Outra particularidade deste disco são as influências da música tradicional portuguesa. Mesmo não surgindo com tanta evidência como, por exemplo, nos trabalhos do Stereossauro, existe um certo destaque, nomeadamente, na entrada do disco, com o som de uma guitarra portuguesa.

Tentei fazer uma mescla da portugalidade com outras influências que gosto, como a nipónica, como forma de mostrar as minhas raízes, mas também para conseguir recontextualizar esta realidade de forma a que alguém que é português e experiência a cultura de uma forma imediata consiga perceber todos estes elementos. Tento cada vez mais incorporar ideias portuguesas na minha música e no futuro pretendo faze-lo de forma mais óbvia, se calhar até fazer algo como o Stereossauro faz, de quem sou muito fã e que até colaborei no seu último trabalho. Além disso, tendo um background em música clássica ainda se torna uma escolha mais lógica para mim.

De onde surgiu a sua ligação com a música tradicional portuguesa?

Diria que existe um contexto tanto pessoal e íntimo, mas também, mais formal, devido aos meus estudos. Sem dúvida que os meus estudos fazem uma parte gigantesca dessa ligação, mas nunca tive vergonha de gostar daqueles elementos “menos bem vistos” da nossa cultura. Adoro música pimba. Não tenho medo nenhum de dizer isso. Não sendo o mesmo estilo, mas existindo nesse universo, já trabalhei com a Ana Malhoa e tenciono trabalhar mais e com mais pessoas dessa área. Adorava. Para mim, faz todo o sentido que eu incorpore estes elementos neste disco. Quem me ajudou imenso nesse aspeto foi o Mike el Nite, que é alguém que consegue realizar isso com extrema excelência e me ajudou muito a não ter receio de expor isto ao público. Antigamente, quase que não era visto como uma coisa fixe, não só dentro do hip-hop, mas existia uma vontade de ter soar mais americano. Obviamente, o revivalismo do rock português, nos últimos tempos, ajudou imenso. Nomeadamente, os trabalho de B Fachada ou de Capitão Fausto, eles trouxeram esses sons para o mainstream, assumindo essa cena retro-tuga. Espero que o hip-hop português continue cada vez mais a seguir essa direção porque é terreno muito fértil para explorar.
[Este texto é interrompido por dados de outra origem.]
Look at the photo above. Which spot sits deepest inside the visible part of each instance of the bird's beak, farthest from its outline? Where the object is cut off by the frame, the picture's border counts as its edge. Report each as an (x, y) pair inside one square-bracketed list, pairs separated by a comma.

No final do ígneo, deixa um desafio ao ouvinte para voltar a ouvir o seu disco. Acha que é preciso ouvir mais que uma vez para o compreender na integra?

Espero que o disco também tenha muito valor na sua primeira impressão. Mas, da maneira como eu escrevo, acho que se ouvirem o disco várias vezes, o ouvinte vai descobrir cada vez mais referências. Um pequeno exemplo, a propósito da música Estúpido, um utilizador do Genius, uma página com letras e interpretações de músicas, veio falar comigo sobre uma das frases da música e, ao longo do tempo, fui recebendo várias mensagens dele a falar sobre os vários símbolos que ia descobrindo. Este é um desafio que gosto de lançar às pessoas, confesso que escrevo de uma forma um pouco densa e que recai numa forma muito cacofónica de abordar a linguagem, portanto, para compreender o que estou a dizer e para sentir as músicas na sua totalidade, acho que é preciso ouvir várias vezes. Se apanhares tudo à primeira fixe, louvo-te. Não faço a minha música para ser difícil, gostava que apanhasses a maior das coisas à primeira, mas sei que há elementos que só vais descodificar à segunda ou terceira tentativa. Por isso, para mim, senti que fazia sentido terminar o disco com esse bitaite.